Die Anwälte der Beschuldigten wiesen die Vorwürfe zurück. Der Aufsichtsrat von Volkswagen erklärte nach einer Sitzung des Präsidiums, man könne „aufgrund der seit Herbst 2015 durchgeführten umfangreichen und unabhängigen eigenen Untersuchungen auch aus heutiger Sicht weiterhin keine vorsätzlich unterlassene Information des Kapitalmarkts erkennen“. Die Zusammenarbeit mit beiden Managern solle fortgesetzt werden. Der Aufsichtsrat wird dies am Mittwoch auf einer außerordentlichen Sitzung erörtern.

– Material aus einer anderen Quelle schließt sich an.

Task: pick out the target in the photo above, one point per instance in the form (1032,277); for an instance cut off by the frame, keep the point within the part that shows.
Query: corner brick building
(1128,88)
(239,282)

Der Automobil-Experte Ferdinand Dudenhöffer begrüßte diesen Schritt des Konzerns: „Man kann nicht jeden Manager freisetzen oder beurlauben, nur weil gegen ihn ein Verfahren angestrebt wird.“ Allerdings gehe er fest davon aus, dass das Gericht die Klage zulässt. „Sollte es dann am Ende dazu kommen, dass Marktmanipulationen vorgelegen haben, dürfte das für den Konzern gut eine Milliarde Euro kosten. Für Herrn Pötsch würde es dabei bei Volkswagen eng“, sagte der Professor und Leiter des Center Automotive Research der Universität Duisburg-Essen. „Ad-hoc-Mitteilungen müssen ja nicht von einem kleinen Buchhalter herausgegeben werden, sondern werden in der Regel von einem Vorstandschef oder Finanzvorstand veranlasst – und das waren Winterkorn und Pötsch.“

Sollte das Gericht Marktmanipulationen feststellen, dann müsse der VW-Aufsichtsrat – nicht zuletzt vertreten durch den niedersächsischen Ministerpräsidenten Stephan Weil (SPD) – seiner moralischen Verantwortung nachkommen, sagte Dudenhöffer: „Dann wäre Herr Pötsch im Amt des Chefkontrolleurs nicht mehr zu halten.“ Diess sei dagegen als damaliger Markenvorstand allenfalls mittelbar verantwortlich: „Er dürfte das Verfahren überstehen.“ Dudenhöffer warnte davor, den Vorstandschef auszutauschen: „In einer derartig radikalen Umbruchsituation das Zugpferd auszuwechseln, wäre eine fatale Fehlentscheidung.“

„Grundsätzlich gilt natürlich die Unschuldsvermutung“, sagte der Präsident der Deutschen Schutzvereinigung für Wertpapierbesitz, Ulrich Hocker. „Bei der Staatsanwaltschaft handelt es sich um eine Landesbehörde, bei der man nicht sicher sein kann, dass völlige Unabhängigkeit gegeben ist.“ Insofern halte er sich, solange vom Gericht nicht über die Zulässigkeit der Klage entschieden sei, mit einer Beurteilung zurück. „Für uns ist wichtig, dass endgültig die Frage geklärt wird, wer was zu welchem Zeitpunkt wusste. Eine solche Klärung hätten wir gerne per Sonderprüfung feststellen lassen, das wird jedoch von VW über den Instanzentzug verhindert“, kritisierte Hocker.